Working for friends can be tricky.

I only did one job (wedding cake) and learned after that to just pass them along to someone I trusted to treat them right.

Mostly retired now and this has been my one policy I never deviated from.

Just too uncomfortable IMO.

Family?

Fuggedaboutit!

There was a point back in the day when I would avoid family functions until I finally figured out that one word...no...could be so liberating /img/vbsmilies/smilies/drinkbeer.gif.

After that point I would offer my services for free (example free first birthday cakes have always been a gift from me) and everyone was happier.

Do this one job (gratis or charge along the lines of the above suggestions) and if it goes great and you decide to explore this new path then start on a business plan and see where it takes you.

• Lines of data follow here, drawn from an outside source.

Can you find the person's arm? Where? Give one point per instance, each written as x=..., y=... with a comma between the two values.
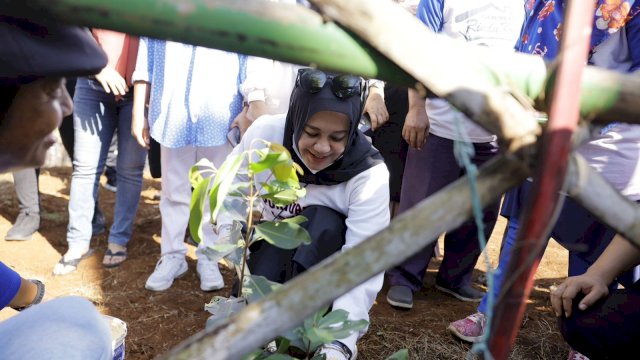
x=618, y=257
x=139, y=120
x=253, y=90
x=368, y=213
x=375, y=106
x=416, y=125
x=141, y=78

Don't forget financials (is there a certain level of lifestyle you will not go below?).

Doing what you love can get really old when the jobs start rolling in and you start missing important holidays and friends and family time.

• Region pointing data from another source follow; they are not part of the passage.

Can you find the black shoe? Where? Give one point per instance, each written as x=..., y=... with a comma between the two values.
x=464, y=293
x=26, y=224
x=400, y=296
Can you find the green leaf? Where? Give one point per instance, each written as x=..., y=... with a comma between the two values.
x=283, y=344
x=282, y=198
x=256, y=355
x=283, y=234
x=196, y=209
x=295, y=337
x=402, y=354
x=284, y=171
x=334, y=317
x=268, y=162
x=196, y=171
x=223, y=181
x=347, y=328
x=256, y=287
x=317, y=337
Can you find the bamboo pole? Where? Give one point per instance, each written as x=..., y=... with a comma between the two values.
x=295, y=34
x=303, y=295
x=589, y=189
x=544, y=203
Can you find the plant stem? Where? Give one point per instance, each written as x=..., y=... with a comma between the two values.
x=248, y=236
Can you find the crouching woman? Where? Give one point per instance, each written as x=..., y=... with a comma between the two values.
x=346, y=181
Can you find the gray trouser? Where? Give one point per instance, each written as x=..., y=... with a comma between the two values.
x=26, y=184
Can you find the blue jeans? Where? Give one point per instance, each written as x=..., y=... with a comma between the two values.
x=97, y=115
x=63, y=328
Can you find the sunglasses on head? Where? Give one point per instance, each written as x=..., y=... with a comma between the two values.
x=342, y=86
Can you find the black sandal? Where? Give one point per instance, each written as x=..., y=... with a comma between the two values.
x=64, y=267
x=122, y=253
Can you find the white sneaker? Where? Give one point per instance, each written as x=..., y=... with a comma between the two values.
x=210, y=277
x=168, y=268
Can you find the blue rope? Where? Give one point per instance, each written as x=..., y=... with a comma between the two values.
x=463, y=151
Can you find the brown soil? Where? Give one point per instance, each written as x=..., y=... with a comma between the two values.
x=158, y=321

Just IMO .... welcome to Chef Talk (where the bar is always open lol ;-)

mimi


----------



## flipflopgirl (Jun 27, 2012)

One more thing.

Yes the venue will have a license but they may not allow you to work under it.

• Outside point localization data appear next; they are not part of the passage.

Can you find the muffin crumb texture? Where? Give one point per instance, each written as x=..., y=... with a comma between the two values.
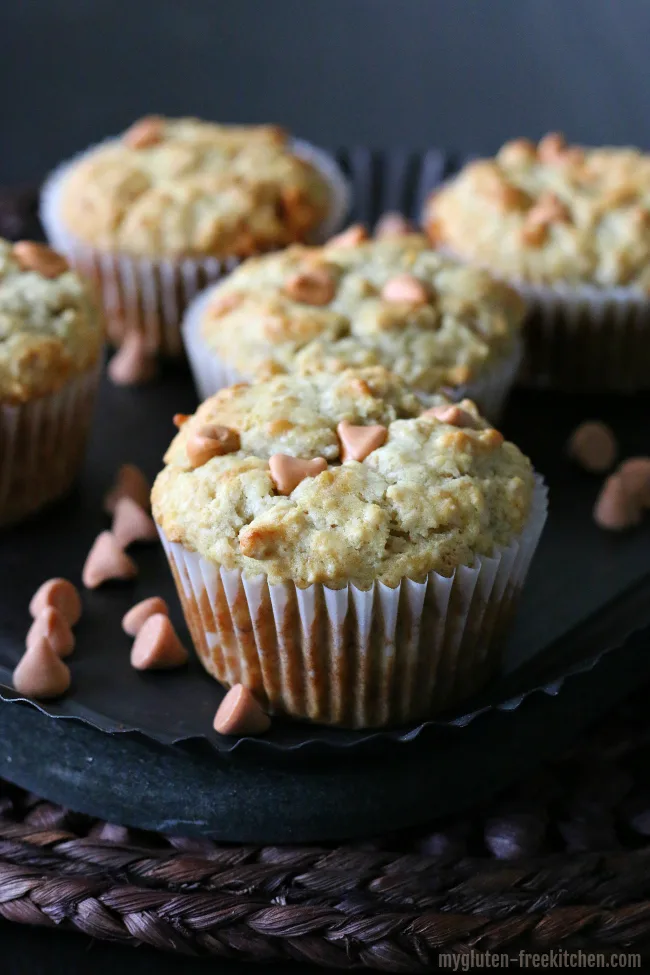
x=551, y=213
x=183, y=187
x=431, y=496
x=50, y=329
x=393, y=302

In fact they may want to see yours.

Ask never assume.

mimi


----------



## jimyra (Jun 23, 2015)

I'll drink to that.

jimyra


----------



## flipflopgirl (Jun 27, 2012)

Jimyra said:


> I'll drink to that.
> 
> jimyra


Hereya go....... /img/vbsmilies/smilies/lever.gif /img/vbsmilies/smilies/drinkbeer.gif.

m.


----------



## gabeeaster (Feb 2, 2016)

Thanks @flipflopgirl! Yeah, I was weary at first when she asked me, but as it's the company she works for that's apparently footing the bill. She knows that I'm not a professional chef, so I assumed she would know that it would be okay for me to use the venue's kitchen? But that's good advice, I'll definitely ask. I've heard horror stories from people performing services for friends in every industry and asking for and collecting on payment has ruined alot of friendships. I definitely don't want that. As far as family goes, I just happen to come from a family that cooks alot and I've never offered to contribute anything and no one's ever asked me for anything so I've just silently and happily remained in the shadows lol

Thanks so much for the input. I'll definitely heed alot of this when it comes to taking next steps to possibly furthering my ventures. If all goes well, I may very well start on a business plan 

So far, I've had nothing but constructive criticism and founded advice from the lot of you here. I'm feeling quite welcome on Chef Talk thus far. Cheers! /img/vbsmilies/smilies/drinkbeer.gif


----------